While atherosclerosis typically results in fewer cases of overt disease in veterinary species, it is widespread in its reported cases. Apes, elephants, perissodactyls, captive and free ranging bottlenose dolphins, emu, penguins, captive and free ranging birds of prey, psittacines, finches, hornbills, rhamphastids, and a variety of lizard species.5
The pathogenesis of atherosclerosis is multifactorial, with most research performed in humans. The generation of atherosclerotic plaques involves interaction between endothelium, smooth muscle cells, platelets, T lymphocytes, and monocytes. When low-density lipoprotein cholesterols are oxidized, they may home to and damage endothelium. Monocytes arrive at the site and attempt to phagocytose the cholesterol from the tunica intima, resulting in foam cells. The surplus of oxidize LDL induces additional metabolic changes that create a procoagulant environment. Platelets may aggregate, and form thrombi.2
Using information gained from experimental models, it has been shown that CD4+ Th1 cells and natural killer T cells (NK-T) have pro-atherogenic properties, while Treg cells are anti-atherogenic. While the specific roles of some subtypes have yet to be elucidated (Th2, Th9, Th17, Th22, TFH, CD8+, ?? ? cells), we know the microenvironment can force Treg lymphocytes to convert into proinflammatory subtypes Th1, Th17, or TFH. Recruitment of T lymphocytes to the atherosclerotic plaque occurs though the chemokines and chemokine receptors CCR5, CXCR3, and CXCR6. The current body of research suggests atherosclerosis is a chronic inflammatory disease with an autoimmune component, but further research is needed to identify all relevant self-antigens.4
The moderator commented on the importance of animal models in human research of atherosclerosis. An ApoE-knockout mouse model has been used to monitor the progression of this disease in the hopes that the research may improve human outcomes. Apo-E knockout mice fed a high fat diet developed characteristic atherosclerotic lesions most suitable for comparison in the brachiocephalic artery, and in the coronary artery to a lesser extent.1
- Li Y, Zhang CG, Wang X-H, Liu DH. Progression of atherosclerosis in ApoE-knockout mice fed on a high-fat diet. Eur Rev Med Pharmacol Sci. 2016;20(18):3863-3867.
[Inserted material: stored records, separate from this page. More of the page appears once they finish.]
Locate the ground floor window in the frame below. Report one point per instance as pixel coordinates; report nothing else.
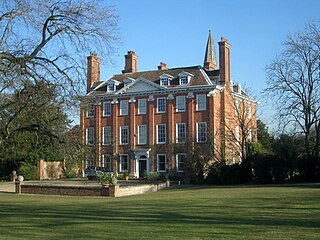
(180, 161)
(106, 162)
(161, 162)
(124, 163)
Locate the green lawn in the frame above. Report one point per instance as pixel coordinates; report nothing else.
(185, 213)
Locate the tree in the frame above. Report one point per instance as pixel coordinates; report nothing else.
(294, 83)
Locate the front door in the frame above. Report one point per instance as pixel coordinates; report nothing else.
(142, 167)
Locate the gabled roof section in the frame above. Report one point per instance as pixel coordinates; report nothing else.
(141, 85)
(199, 78)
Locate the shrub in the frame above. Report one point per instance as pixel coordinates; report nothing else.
(28, 171)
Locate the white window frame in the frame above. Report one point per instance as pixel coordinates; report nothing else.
(177, 161)
(142, 139)
(249, 111)
(122, 136)
(90, 111)
(159, 100)
(111, 87)
(178, 135)
(106, 135)
(250, 134)
(124, 107)
(198, 124)
(121, 169)
(142, 106)
(166, 80)
(104, 112)
(165, 133)
(180, 103)
(165, 163)
(90, 136)
(105, 162)
(184, 78)
(201, 102)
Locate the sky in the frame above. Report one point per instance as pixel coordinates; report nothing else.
(176, 32)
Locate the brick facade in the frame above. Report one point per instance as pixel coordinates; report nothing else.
(181, 109)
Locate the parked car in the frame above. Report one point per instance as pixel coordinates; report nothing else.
(94, 172)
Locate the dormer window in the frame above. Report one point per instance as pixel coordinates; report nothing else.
(111, 88)
(112, 85)
(165, 80)
(127, 81)
(184, 78)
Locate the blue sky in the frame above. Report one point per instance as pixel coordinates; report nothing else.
(176, 31)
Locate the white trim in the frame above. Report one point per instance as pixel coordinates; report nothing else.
(177, 132)
(197, 132)
(103, 110)
(165, 104)
(120, 165)
(120, 133)
(177, 161)
(146, 135)
(165, 162)
(165, 133)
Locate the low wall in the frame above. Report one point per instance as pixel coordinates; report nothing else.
(64, 190)
(112, 190)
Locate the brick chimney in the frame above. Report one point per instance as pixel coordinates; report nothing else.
(162, 66)
(224, 61)
(93, 71)
(131, 62)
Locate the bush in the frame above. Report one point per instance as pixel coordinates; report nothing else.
(28, 171)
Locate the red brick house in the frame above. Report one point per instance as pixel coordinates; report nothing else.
(153, 120)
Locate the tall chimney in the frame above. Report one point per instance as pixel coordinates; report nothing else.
(131, 62)
(224, 61)
(93, 71)
(162, 66)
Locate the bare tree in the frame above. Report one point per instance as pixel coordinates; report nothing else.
(294, 84)
(47, 41)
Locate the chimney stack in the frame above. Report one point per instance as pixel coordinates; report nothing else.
(93, 70)
(224, 61)
(131, 62)
(162, 66)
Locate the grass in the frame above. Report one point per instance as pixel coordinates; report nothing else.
(185, 213)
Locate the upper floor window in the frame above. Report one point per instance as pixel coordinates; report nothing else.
(142, 106)
(161, 133)
(90, 136)
(124, 107)
(184, 80)
(180, 160)
(124, 163)
(124, 135)
(90, 111)
(180, 103)
(142, 134)
(106, 109)
(201, 132)
(161, 162)
(164, 82)
(106, 161)
(161, 105)
(201, 102)
(180, 132)
(111, 88)
(249, 111)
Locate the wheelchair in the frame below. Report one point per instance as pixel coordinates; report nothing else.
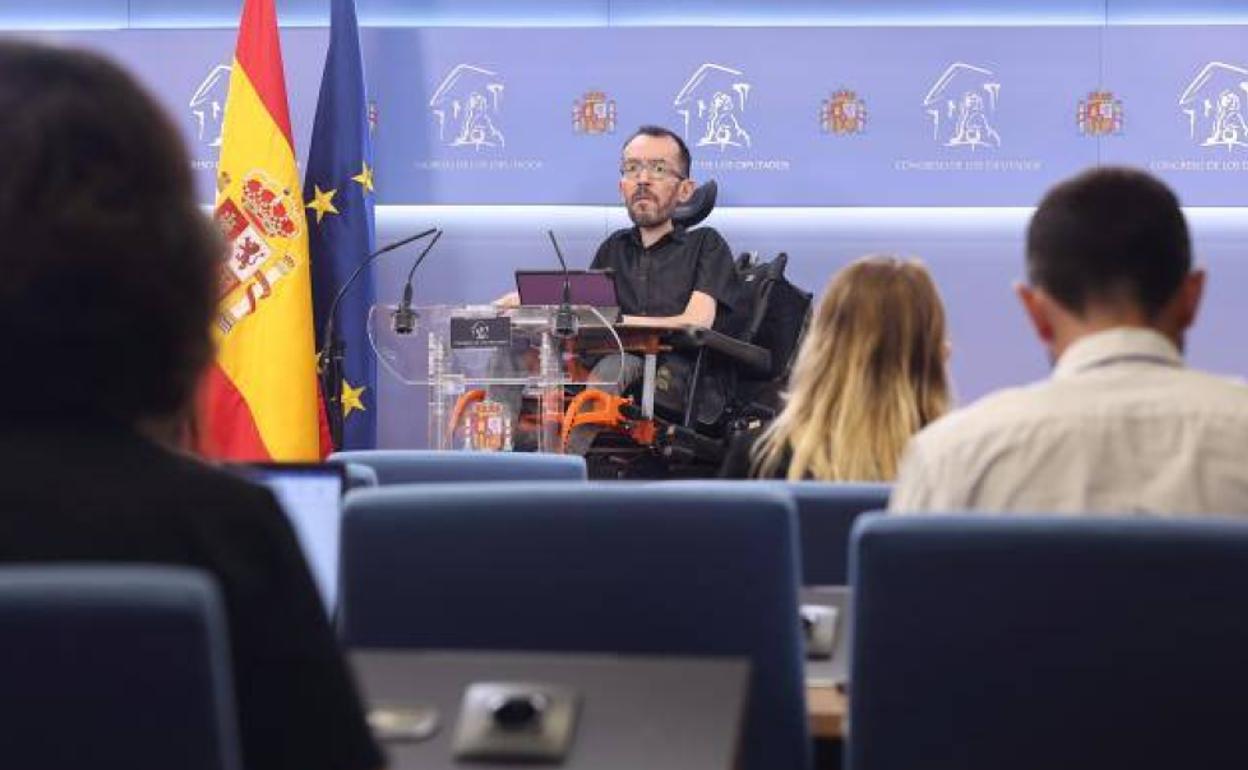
(714, 387)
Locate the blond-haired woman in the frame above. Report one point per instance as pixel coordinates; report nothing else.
(869, 375)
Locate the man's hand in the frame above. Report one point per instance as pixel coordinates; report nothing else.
(700, 311)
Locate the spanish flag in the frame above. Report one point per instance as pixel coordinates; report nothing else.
(260, 399)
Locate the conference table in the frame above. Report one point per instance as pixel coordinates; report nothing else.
(826, 705)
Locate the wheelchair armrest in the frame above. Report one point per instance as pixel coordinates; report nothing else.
(694, 337)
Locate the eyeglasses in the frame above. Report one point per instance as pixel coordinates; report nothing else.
(659, 169)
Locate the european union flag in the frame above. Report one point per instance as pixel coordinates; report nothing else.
(341, 231)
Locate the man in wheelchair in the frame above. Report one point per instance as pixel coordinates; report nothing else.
(684, 282)
(706, 340)
(665, 276)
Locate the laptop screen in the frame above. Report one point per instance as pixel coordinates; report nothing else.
(311, 496)
(592, 287)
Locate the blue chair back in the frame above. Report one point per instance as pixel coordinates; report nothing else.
(825, 519)
(1027, 643)
(428, 466)
(360, 476)
(600, 568)
(115, 667)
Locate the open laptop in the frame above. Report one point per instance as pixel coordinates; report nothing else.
(311, 497)
(589, 287)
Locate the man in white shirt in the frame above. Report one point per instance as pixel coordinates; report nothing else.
(1121, 426)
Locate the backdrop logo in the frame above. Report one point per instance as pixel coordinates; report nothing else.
(1100, 114)
(711, 104)
(209, 105)
(843, 114)
(1214, 104)
(961, 105)
(593, 114)
(467, 105)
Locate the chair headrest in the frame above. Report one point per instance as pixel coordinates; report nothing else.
(699, 205)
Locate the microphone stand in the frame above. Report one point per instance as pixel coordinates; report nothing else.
(330, 361)
(564, 318)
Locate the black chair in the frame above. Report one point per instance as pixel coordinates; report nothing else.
(982, 643)
(115, 667)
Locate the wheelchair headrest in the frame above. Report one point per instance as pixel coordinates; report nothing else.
(699, 205)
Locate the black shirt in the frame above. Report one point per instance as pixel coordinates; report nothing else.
(97, 493)
(659, 280)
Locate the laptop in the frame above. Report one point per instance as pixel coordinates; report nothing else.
(589, 287)
(311, 497)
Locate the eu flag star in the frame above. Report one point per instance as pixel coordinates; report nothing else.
(365, 177)
(322, 202)
(352, 398)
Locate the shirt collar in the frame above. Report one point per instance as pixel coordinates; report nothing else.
(1111, 346)
(677, 236)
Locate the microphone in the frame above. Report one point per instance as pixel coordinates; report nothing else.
(332, 350)
(403, 318)
(342, 290)
(564, 318)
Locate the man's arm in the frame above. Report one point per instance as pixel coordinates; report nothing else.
(924, 484)
(700, 311)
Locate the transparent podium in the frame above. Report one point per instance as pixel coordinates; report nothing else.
(493, 380)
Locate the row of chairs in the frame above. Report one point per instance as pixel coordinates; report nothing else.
(979, 642)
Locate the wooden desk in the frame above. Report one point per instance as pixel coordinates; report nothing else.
(826, 706)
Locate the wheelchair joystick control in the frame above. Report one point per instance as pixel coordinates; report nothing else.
(518, 711)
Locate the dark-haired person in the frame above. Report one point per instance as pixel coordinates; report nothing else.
(1122, 426)
(109, 283)
(665, 276)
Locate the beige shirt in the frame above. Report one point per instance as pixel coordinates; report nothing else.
(1121, 427)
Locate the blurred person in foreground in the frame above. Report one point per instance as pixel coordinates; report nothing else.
(870, 372)
(1122, 424)
(110, 275)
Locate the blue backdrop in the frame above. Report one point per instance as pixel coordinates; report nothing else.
(835, 129)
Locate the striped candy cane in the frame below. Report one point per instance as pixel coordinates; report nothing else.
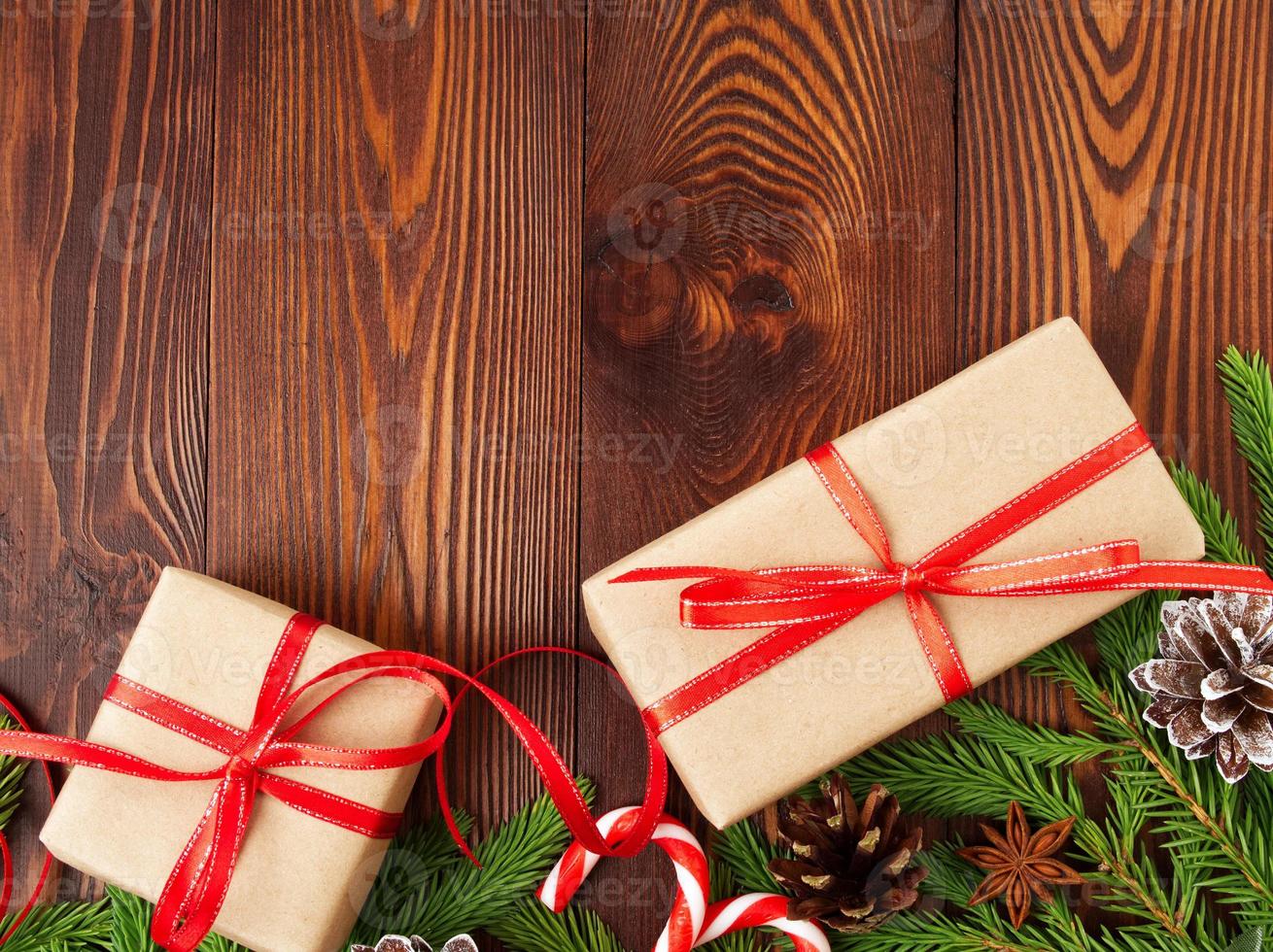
(755, 910)
(689, 906)
(691, 922)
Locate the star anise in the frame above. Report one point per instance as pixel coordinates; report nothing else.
(1018, 863)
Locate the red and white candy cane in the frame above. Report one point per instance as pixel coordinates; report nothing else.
(758, 909)
(691, 923)
(693, 883)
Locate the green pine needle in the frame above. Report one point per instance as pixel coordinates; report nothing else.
(415, 857)
(1035, 743)
(514, 858)
(1219, 526)
(746, 854)
(130, 927)
(1249, 390)
(13, 771)
(533, 927)
(64, 927)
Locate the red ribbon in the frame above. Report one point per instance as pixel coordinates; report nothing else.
(192, 897)
(802, 604)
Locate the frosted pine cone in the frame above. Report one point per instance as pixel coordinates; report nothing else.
(1214, 685)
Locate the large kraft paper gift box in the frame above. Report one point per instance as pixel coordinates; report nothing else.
(299, 882)
(931, 467)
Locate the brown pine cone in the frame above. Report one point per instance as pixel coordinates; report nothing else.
(852, 868)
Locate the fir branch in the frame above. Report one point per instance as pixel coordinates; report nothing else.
(1187, 799)
(533, 927)
(68, 927)
(130, 927)
(417, 857)
(13, 771)
(514, 858)
(725, 886)
(1249, 390)
(1038, 745)
(944, 775)
(1219, 525)
(743, 850)
(956, 775)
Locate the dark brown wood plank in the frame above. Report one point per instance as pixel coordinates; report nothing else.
(1116, 164)
(105, 186)
(394, 336)
(769, 261)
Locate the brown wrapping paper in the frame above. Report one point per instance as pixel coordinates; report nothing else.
(931, 466)
(299, 882)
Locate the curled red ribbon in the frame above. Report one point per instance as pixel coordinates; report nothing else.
(196, 889)
(802, 604)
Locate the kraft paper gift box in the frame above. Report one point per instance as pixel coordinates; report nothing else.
(299, 882)
(931, 467)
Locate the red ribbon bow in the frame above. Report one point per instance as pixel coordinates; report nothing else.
(802, 604)
(192, 898)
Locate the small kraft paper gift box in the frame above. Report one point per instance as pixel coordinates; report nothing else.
(299, 881)
(824, 608)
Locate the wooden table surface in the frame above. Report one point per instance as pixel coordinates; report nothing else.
(415, 316)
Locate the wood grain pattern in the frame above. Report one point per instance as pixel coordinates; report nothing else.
(413, 313)
(105, 179)
(394, 339)
(1116, 165)
(769, 261)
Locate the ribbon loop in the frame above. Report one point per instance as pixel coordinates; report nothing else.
(196, 890)
(802, 604)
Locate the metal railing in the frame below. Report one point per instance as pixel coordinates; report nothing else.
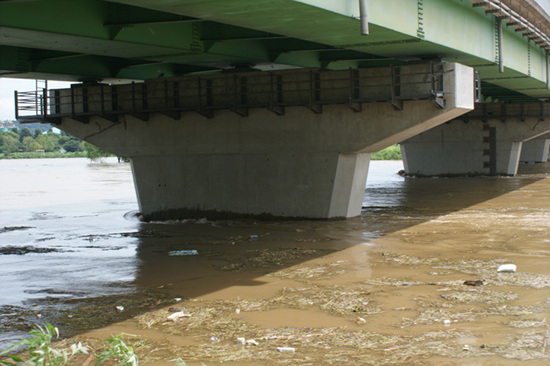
(236, 92)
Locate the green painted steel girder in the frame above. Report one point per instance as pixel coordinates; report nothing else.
(139, 39)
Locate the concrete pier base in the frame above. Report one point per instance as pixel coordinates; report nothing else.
(307, 162)
(536, 150)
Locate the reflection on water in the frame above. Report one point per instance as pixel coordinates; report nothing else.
(71, 248)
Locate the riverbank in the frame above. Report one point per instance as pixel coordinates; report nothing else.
(424, 293)
(43, 155)
(393, 286)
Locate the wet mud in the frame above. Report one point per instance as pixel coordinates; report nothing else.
(413, 282)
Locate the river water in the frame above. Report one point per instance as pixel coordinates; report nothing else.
(72, 250)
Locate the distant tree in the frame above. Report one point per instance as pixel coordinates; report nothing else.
(30, 145)
(72, 146)
(46, 141)
(10, 143)
(95, 153)
(24, 132)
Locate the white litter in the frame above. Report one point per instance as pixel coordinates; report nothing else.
(286, 349)
(178, 315)
(507, 268)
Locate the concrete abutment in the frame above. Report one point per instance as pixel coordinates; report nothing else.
(296, 164)
(491, 140)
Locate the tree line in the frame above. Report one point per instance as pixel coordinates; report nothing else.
(24, 140)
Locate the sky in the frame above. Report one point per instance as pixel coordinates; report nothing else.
(7, 87)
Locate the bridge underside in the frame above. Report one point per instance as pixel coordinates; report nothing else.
(303, 154)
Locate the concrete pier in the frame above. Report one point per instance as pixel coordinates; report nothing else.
(487, 141)
(535, 150)
(305, 156)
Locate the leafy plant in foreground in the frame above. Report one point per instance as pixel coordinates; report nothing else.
(120, 351)
(40, 351)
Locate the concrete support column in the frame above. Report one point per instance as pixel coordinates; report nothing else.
(536, 150)
(303, 162)
(320, 185)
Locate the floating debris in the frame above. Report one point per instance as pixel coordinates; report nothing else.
(473, 283)
(178, 315)
(507, 268)
(286, 349)
(173, 253)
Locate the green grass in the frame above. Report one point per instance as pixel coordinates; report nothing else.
(390, 153)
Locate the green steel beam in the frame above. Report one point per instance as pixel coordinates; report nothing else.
(137, 39)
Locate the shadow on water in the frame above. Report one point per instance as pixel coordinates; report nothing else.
(233, 254)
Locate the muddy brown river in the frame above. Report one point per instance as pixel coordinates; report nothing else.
(412, 281)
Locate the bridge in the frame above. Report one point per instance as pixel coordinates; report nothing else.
(272, 108)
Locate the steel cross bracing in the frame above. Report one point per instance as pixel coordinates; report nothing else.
(236, 92)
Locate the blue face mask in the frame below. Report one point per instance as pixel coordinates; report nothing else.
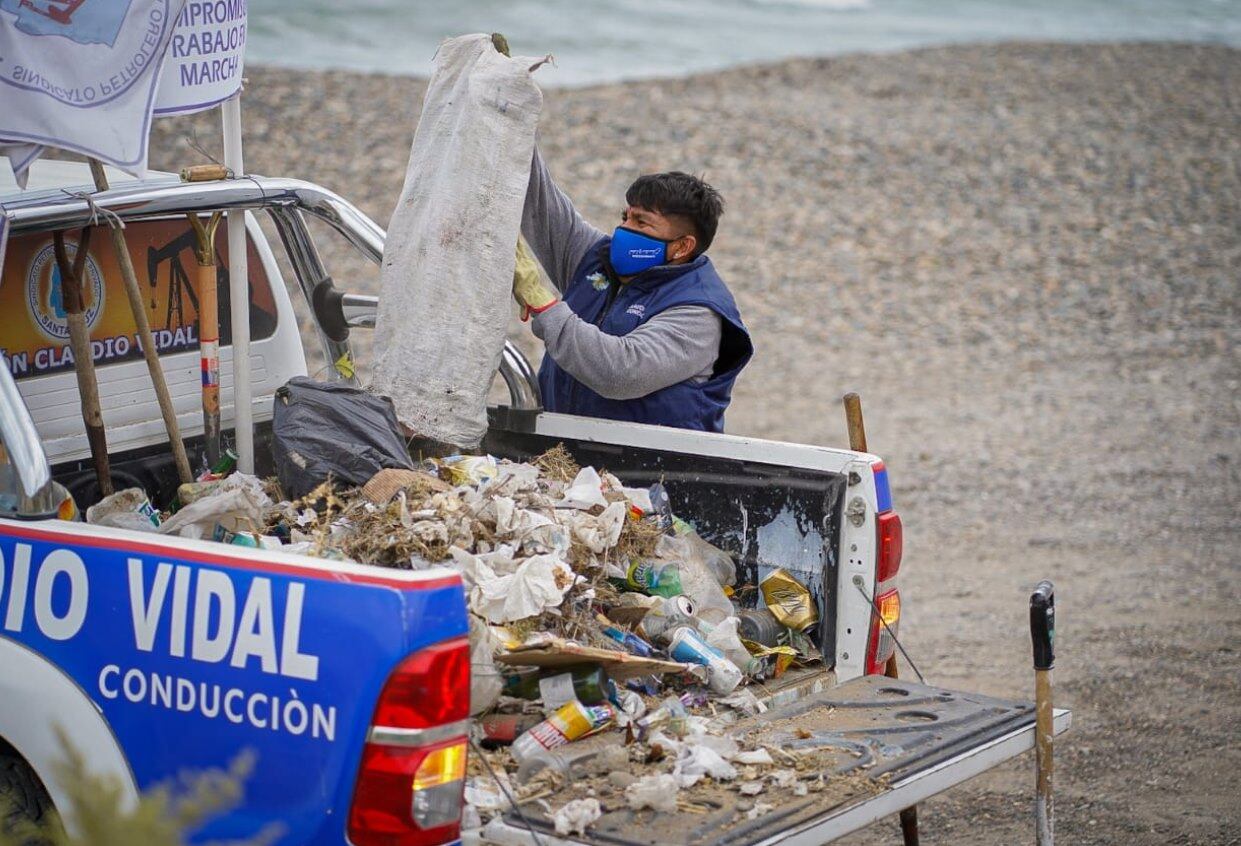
(633, 252)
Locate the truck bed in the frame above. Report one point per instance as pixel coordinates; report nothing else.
(881, 744)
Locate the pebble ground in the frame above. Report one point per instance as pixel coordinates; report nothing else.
(1026, 258)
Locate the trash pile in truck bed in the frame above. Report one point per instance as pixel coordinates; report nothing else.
(603, 638)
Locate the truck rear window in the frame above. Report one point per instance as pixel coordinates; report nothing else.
(34, 331)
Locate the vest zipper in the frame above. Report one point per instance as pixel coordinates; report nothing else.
(613, 294)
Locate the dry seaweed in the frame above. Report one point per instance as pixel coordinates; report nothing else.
(557, 464)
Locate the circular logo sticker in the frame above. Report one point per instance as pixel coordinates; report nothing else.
(45, 294)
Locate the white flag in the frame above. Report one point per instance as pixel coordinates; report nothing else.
(81, 75)
(205, 57)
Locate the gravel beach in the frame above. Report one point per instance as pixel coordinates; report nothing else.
(1026, 258)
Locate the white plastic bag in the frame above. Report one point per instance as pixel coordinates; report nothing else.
(237, 504)
(447, 276)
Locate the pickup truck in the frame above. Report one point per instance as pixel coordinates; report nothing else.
(154, 655)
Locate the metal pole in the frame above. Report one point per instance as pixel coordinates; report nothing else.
(144, 334)
(858, 443)
(1043, 633)
(80, 344)
(238, 294)
(209, 331)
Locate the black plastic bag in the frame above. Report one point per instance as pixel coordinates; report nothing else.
(330, 428)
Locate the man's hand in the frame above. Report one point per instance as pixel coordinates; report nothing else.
(528, 287)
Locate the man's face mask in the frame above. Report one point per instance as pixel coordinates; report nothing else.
(633, 252)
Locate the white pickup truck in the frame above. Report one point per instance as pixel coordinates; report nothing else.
(111, 634)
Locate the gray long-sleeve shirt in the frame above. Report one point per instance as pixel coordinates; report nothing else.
(673, 346)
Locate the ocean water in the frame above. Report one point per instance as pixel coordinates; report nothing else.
(596, 41)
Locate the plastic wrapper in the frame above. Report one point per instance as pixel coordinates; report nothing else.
(788, 601)
(696, 579)
(688, 645)
(484, 679)
(654, 792)
(586, 491)
(724, 638)
(717, 562)
(698, 761)
(125, 509)
(329, 429)
(537, 584)
(576, 816)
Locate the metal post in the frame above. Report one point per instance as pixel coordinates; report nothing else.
(209, 331)
(238, 294)
(1043, 633)
(73, 297)
(144, 333)
(858, 443)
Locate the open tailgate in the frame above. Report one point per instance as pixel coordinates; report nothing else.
(889, 744)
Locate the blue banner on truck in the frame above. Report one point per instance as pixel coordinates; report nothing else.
(194, 651)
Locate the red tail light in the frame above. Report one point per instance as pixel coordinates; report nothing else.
(412, 777)
(430, 687)
(882, 643)
(891, 543)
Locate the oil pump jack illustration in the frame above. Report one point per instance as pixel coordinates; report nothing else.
(180, 288)
(178, 280)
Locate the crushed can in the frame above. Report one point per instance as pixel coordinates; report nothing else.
(570, 722)
(760, 625)
(689, 646)
(667, 614)
(788, 601)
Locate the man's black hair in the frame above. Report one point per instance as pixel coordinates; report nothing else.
(683, 195)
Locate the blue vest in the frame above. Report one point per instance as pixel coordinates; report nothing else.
(596, 295)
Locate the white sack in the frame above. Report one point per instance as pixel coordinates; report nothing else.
(447, 277)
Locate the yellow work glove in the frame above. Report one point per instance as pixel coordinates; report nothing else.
(528, 287)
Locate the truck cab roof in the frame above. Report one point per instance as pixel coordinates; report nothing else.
(47, 175)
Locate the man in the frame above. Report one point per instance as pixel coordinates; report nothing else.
(647, 331)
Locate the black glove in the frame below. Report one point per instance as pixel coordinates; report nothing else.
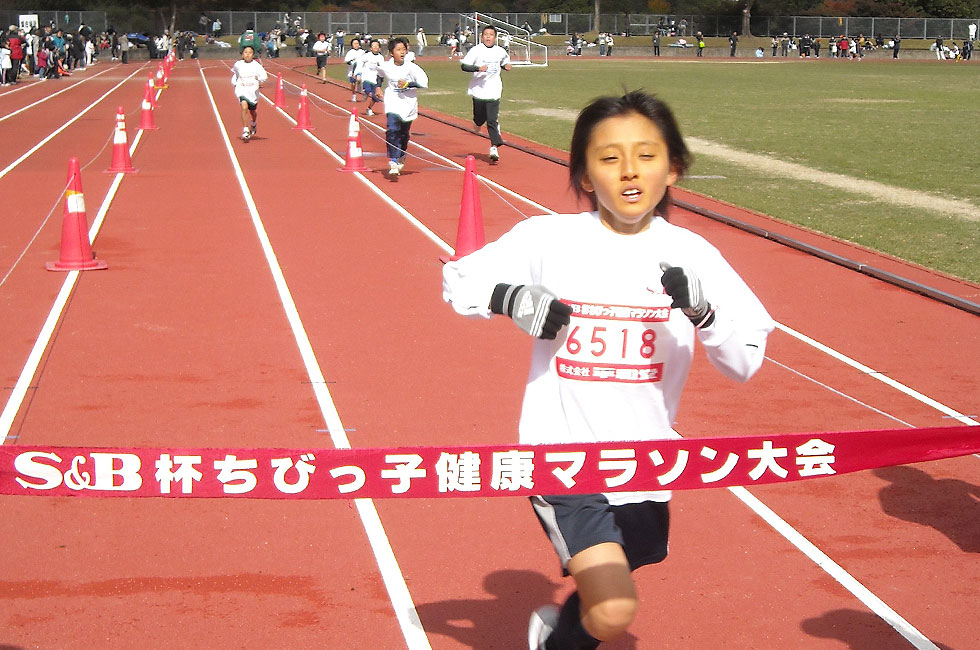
(533, 308)
(685, 288)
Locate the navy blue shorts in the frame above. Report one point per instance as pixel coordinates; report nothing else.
(576, 522)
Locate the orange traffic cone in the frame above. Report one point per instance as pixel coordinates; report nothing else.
(151, 90)
(355, 155)
(280, 96)
(121, 161)
(469, 233)
(146, 118)
(76, 252)
(303, 118)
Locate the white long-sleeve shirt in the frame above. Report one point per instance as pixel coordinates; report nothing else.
(246, 78)
(403, 102)
(487, 84)
(367, 66)
(616, 372)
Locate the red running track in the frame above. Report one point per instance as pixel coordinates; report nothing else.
(184, 341)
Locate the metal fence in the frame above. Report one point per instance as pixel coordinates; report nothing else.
(384, 24)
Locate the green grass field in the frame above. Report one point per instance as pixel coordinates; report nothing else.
(909, 126)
- Miller AD, Zachary JF. Nervous System. In: Zachary JF, ed. Pathologic Basis of Veterinary Disease, 6th Ed. St. Louis, MO:Elsevier. 2017:856-857.
- Robinson WF and Robinson NA: Cardiovascular system. In: Jubb, Kennedy, and Palmers Pathology of Domestic Animals, ed. Maxie MG, 6th ed., Vol. 3, pp. 57-59. Elsevier Saunders, St Lois, Missouri, 2015.
- Saigusa R, Winkels H, Ley K. T cell subsets and functions in atherosclerosis. Nat Rev Cardiol. 2020;17(7):387-401.
- Terio KA, McAloose D, St. Leger J, eds. Pathology of Wildlife and Zoo Animals. San Diego, CA: Elsevier. 2018.